Here is the next installment of Chapter 1, The Moon King, from Tears of Min Brock…
“The vapors from the Cauldron of Ebon travel far and hear much!” Areall whispered. “You should respect the Oracles, my daughter!”
Areall did not remove her hand until she was convinced Elabea would humble her tongue. Finally, she dropped her hand and returned nonchalantly to her chores.
Elabea stared at her mother. “Aren’t you the least bit curious?”
“No,” she curtly replied.
“Well–I am,” Elabea snipped, her curiosity piqued. “Nothing happens in Hetherlinn, or all of Allsbruth for that matter.”
Areall spun around. Her eyes narrowed. “‘Nothing’ is good, Elabea. ‘Nothing’ means no more war. ‘Nothing’ is a blessing to life.”
“If this is life,” Elabea said while thumping her spoon, “then life stinks!”
Areall sighed and decided upon a different tactic. Pulling up a chair, she sat across from Elabea, hoping a calm discussion would end this battle of wills.
“Do you remember the stories of your youth?” Areall gently asked.
“Yes!” she bemoaned as her spoon beat a rhythmic cadence on her bowl.
“Then you remember that the Dark War ended the tyranny of the King of Claire. Since that day, the Ebonites and the Cauldron have guarded and guided us. The Cauldron’s drone is a gracious reminder of all we’ve been blessed with.”
Elabea stopped thumping her spoon and listened. She had become so accustomed to the drone’s perpetual nature that she no longer heard it. As she listened, she realized that it was always there, just like the air that she breathed, day and night, winter and spring.

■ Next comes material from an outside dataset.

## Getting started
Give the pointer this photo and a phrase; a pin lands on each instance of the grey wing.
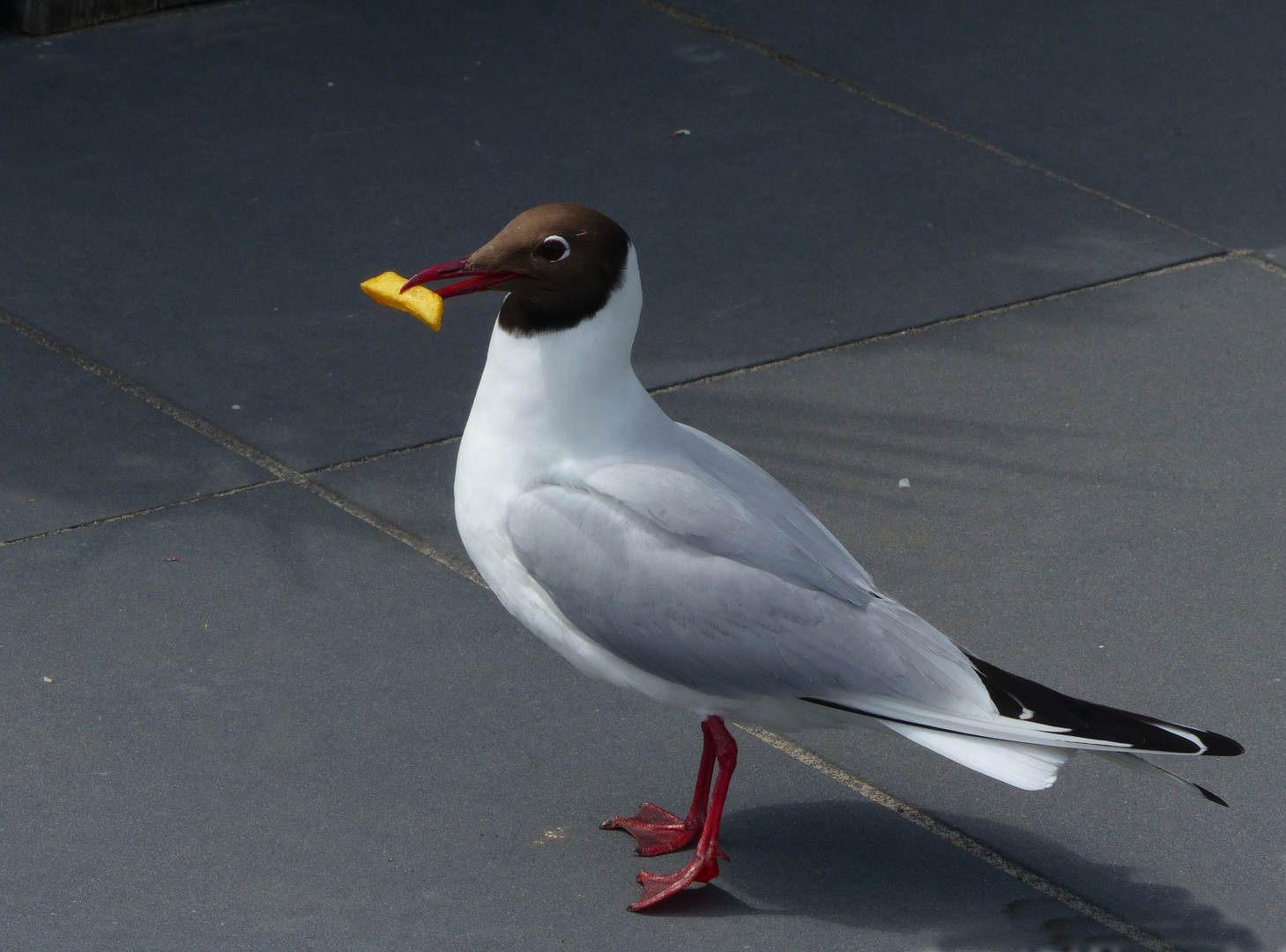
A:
(717, 624)
(722, 502)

Its tone reminded her of the wind howling through the hollow of a dead tree, low in pitch, monotonous. Ominous.
“That’s why,” Areall continued, “we must try our best to obey the Oracles of the Cauldron.”
“And what about their night raids?” Elabea huffed. “What have we done to deserve those?”
“It’s for our own protection. They simply need to tally us to make sure no one has—”
“Listen to you!” Elabea interrupted. “Can’t you see that we’re prisoners in our own village?”
“Oh, Elabea,” her mother answered with a sigh. “I only wish you could see life through my eyes.”
“And I wish you could see through mine!”
“I suppose,” Areall added, “we’ve lost some liberties, but those are but inconveniences compared to the peace and prosperity we now have.”
“Peace and prosperity?” she huffed. “The Oracles decree we can only travel five arrow shots from our village. The Oracles determines what we can talk about. The Oracles forbid you to teach us how to read! The Oracles demand–”
“Enough,” Areall interrupted, her voice almost a whisper. “Such curiosity can lead to a rebellious heart.”